Earlier this week, the Biden administration issued letters to GOP Senate candidates Dr. Mehmet Oz of Pennsylvania and Herschel Walker of Georgia, demanding their resignation from the President’s Council on Sports, Fitness and Nutrition, warning them they would be dismissed if a resignation wasn't received.
The pair, who were appointed to the volunteer positions by former President Donald Trump, railed against the firing, with Oz refusing to resign.
Oz recently appeared in an interview with far-right Fox News host Sean Hannity, where he announced he'd spoken to Walker and they both agreed to investigate the firings.
Oz said to Hannity:
"Herschel and I have been talking, just texted him before I came on now, and when we're senators—we will both be senators one day, I believe—we're gonna investigate politically motivated firings. We want to introduce legislation to block politically driven malice. It makes no legal sense that you would take us off the panel."
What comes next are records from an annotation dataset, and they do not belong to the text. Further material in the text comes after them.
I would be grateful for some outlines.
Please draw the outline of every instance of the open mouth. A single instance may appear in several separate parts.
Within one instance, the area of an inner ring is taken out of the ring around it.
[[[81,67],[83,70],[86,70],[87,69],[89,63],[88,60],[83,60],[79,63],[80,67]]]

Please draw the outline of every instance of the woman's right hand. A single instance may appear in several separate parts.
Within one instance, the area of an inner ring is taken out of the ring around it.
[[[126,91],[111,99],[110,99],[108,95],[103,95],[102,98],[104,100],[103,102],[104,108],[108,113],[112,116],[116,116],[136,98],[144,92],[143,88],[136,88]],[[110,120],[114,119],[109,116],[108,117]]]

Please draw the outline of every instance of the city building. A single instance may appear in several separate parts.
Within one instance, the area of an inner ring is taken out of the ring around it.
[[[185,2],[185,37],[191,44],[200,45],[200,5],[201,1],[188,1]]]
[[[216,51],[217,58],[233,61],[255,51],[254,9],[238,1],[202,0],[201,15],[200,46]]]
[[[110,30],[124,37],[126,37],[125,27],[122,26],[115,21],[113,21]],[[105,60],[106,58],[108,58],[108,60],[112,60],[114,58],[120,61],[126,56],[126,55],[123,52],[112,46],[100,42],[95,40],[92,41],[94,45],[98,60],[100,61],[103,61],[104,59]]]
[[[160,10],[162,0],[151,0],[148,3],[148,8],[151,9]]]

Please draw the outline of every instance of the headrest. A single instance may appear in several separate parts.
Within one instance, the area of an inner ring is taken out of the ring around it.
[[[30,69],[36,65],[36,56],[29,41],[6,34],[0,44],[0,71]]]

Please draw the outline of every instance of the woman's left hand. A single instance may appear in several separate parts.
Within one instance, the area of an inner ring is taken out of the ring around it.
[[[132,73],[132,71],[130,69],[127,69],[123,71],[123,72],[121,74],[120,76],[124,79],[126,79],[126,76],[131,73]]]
Oz seems to have forgotten the record of the former President he supports. From the early days of his administration, Donald Trump was infamous for politically motivated firings. Before his presidency was even six months old, Trump fired then-FBI Director James Comey, who was overseeing an investigation into Trump's 2016 campaign at the time. Though the White House said the firing was on the recommendation of intelligence officials, Trump said he would've fired Comey "regardless of recommendations." Trump later admitted to NBC's Lester Holt that the firing was an effort to subvert the investigation.
The firings didn't stop there. Trump dismissed Lieutenant Colonel Alexander Vindman of the National Security Council and E.U. Ambassador Gordon Sondland after they complied with subpoenas to testify in the House select committee's 2019 impeachment inquiry.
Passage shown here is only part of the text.